Une fillette, qui portait des violettes sur une claie jonchée de branches de sapin, reconnut des amoureux et vint leur offrir des fleurs. Il lui prit un bouquet de deux sous et l’offrit à Thérèse.

Elle allait vers la cathédrale. Elle songeait : « C’est une bête énorme ; une bête de l’apocalypse… »

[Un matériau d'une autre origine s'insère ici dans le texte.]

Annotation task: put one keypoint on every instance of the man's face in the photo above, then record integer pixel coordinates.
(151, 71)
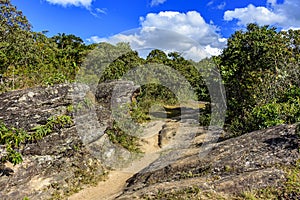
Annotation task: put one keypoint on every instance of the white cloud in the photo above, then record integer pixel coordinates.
(285, 15)
(221, 6)
(157, 2)
(190, 24)
(84, 3)
(250, 14)
(186, 33)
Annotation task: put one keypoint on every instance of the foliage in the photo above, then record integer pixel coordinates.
(53, 123)
(118, 136)
(29, 58)
(260, 70)
(14, 139)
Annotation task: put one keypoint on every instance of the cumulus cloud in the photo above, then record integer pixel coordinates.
(190, 24)
(187, 33)
(285, 15)
(84, 3)
(260, 15)
(157, 2)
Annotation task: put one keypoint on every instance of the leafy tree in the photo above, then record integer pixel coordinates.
(15, 37)
(259, 66)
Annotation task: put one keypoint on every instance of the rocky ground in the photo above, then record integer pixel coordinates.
(177, 162)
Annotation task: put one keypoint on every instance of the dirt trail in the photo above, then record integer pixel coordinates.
(116, 181)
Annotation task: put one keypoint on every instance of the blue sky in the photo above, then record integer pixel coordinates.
(209, 22)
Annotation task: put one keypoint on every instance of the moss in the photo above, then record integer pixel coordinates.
(118, 136)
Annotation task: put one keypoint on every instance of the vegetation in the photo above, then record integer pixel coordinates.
(15, 139)
(118, 136)
(260, 70)
(29, 58)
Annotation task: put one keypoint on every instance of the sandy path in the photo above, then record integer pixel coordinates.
(116, 181)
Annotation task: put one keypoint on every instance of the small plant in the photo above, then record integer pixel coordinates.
(52, 123)
(118, 136)
(13, 138)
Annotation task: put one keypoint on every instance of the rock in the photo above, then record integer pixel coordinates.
(252, 161)
(69, 157)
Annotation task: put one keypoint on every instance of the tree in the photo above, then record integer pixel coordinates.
(256, 69)
(15, 37)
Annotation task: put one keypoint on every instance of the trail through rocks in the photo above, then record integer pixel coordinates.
(158, 137)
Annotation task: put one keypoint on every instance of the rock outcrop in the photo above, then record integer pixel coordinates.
(69, 157)
(252, 161)
(81, 153)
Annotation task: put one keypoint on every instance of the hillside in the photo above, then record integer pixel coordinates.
(63, 161)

À l’autre bout du pont, une bouquetière, ridée, barbue, celle-là, grise d’ans et de poussière, les poursuivit avec son panier chargé de mimosas et de roses de Nice. Thérèse, qui tenait en ce moment ses violettes à la main, cherchant à les glisser dans son corsage, répondit gaiement aux offres de la vieille :

— Merci, j’ai ce qu’il me faut.

— On voit bien que vous êtes jeune ! lui cria d’un ton canaille la vieille, en s’éloignant.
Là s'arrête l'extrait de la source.